Many aspects of bacterial biology are now better understood but building a biologically-relevant microbial species concept remains challenging. Because prokaryotic organisms are microscopic, their population dynamics, ecological interactions, and speciation mechanisms are still difficult to decipher. Many aspects of the population processes driving microbial evolution have not been characterized. Habitat structure—and its temporal variations—of prokaryotic species is still for the large part mysterious. Similarly, microbial ecology and its impact on population dynamics remain tedious to describe in depth. Defining clear microbial niches is problematic practically and conceptually and little is known about microbial ecology compared to the vast collection of genomic data now available. The recent development of reverse ecology approaches opens a new route to gain knowledge about microbial ecology.
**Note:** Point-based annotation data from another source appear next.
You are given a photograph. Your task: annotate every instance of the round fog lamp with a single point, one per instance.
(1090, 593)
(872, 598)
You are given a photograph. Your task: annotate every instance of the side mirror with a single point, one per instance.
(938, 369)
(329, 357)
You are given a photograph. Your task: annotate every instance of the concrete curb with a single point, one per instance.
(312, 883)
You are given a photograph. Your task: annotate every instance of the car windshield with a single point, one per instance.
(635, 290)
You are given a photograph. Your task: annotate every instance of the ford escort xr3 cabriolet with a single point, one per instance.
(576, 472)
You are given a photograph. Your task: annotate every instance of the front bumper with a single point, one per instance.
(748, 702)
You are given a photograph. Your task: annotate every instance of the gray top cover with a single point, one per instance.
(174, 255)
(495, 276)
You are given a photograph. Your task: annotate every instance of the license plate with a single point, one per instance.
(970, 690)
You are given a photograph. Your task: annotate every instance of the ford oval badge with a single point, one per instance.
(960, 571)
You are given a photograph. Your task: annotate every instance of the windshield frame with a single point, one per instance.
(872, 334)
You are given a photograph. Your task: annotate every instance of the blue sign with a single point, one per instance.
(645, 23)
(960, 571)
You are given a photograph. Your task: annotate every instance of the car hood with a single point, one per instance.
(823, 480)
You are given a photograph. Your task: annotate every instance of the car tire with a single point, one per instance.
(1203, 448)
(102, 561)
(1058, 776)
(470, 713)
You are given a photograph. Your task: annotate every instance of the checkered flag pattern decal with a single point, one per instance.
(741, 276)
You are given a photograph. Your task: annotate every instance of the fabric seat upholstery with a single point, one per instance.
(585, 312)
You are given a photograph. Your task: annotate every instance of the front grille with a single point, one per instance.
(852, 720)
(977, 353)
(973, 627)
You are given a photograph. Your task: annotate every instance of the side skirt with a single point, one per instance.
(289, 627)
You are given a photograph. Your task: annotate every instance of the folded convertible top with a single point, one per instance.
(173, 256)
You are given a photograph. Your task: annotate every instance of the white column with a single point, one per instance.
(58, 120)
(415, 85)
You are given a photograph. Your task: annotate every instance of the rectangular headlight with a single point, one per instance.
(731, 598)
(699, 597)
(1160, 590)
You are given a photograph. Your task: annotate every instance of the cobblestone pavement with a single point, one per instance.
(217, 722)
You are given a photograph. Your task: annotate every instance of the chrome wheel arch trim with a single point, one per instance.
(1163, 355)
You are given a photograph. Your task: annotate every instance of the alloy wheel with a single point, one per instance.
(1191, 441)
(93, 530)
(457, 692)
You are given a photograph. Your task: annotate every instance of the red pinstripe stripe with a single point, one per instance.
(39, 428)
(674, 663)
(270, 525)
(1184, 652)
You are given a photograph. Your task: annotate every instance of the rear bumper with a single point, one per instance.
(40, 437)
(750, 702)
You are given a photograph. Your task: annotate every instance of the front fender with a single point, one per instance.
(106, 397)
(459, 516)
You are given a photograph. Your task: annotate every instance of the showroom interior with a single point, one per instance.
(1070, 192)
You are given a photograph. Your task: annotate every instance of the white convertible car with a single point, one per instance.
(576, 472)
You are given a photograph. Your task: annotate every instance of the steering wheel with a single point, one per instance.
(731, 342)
The accumulation of genomic data has profoundly impacted our vision of speciation in prokaryotic organisms. Several results suggest that prokaryotic species are definable and diagnosable as genetically cohesive as evidenced by the existence of a core-genome. However, the evolution of the core-genome remains to be fully understood. It is becoming possible to analyze the evolution of species- and genus-specific core-genomes over relatively short evolutionary time scales by comparing related species when sufficient genomic data is available (Touchon et al. 2014). On the other hand, the vast diversity of microbial pangenomes emphasizes the versatility of bacterial species. Much larger data sets are needed to accurately understand the dynamics of bacterial pangenomes, but several species now have thousands of sequenced genomes available. Deciphering the evolution of the pangenome will be highly insightful for our understanding of the dynamics and the genomic cohesion of microbial species.

From the original view of bacteria as purely clonal organisms, more and more evidence indicate that gene flow and HGT are key players in the evolution of most bacteria, and potentially act as major contributors to bacterial speciation. Computational approaches are needed to finely characterize gene flow in order to understand how networks of DNA routes can drive genomic cohesion and division in microbial species. Integrating these different aspects of bacterial biology will contribute to a more comprehensive prokaryotic species concept.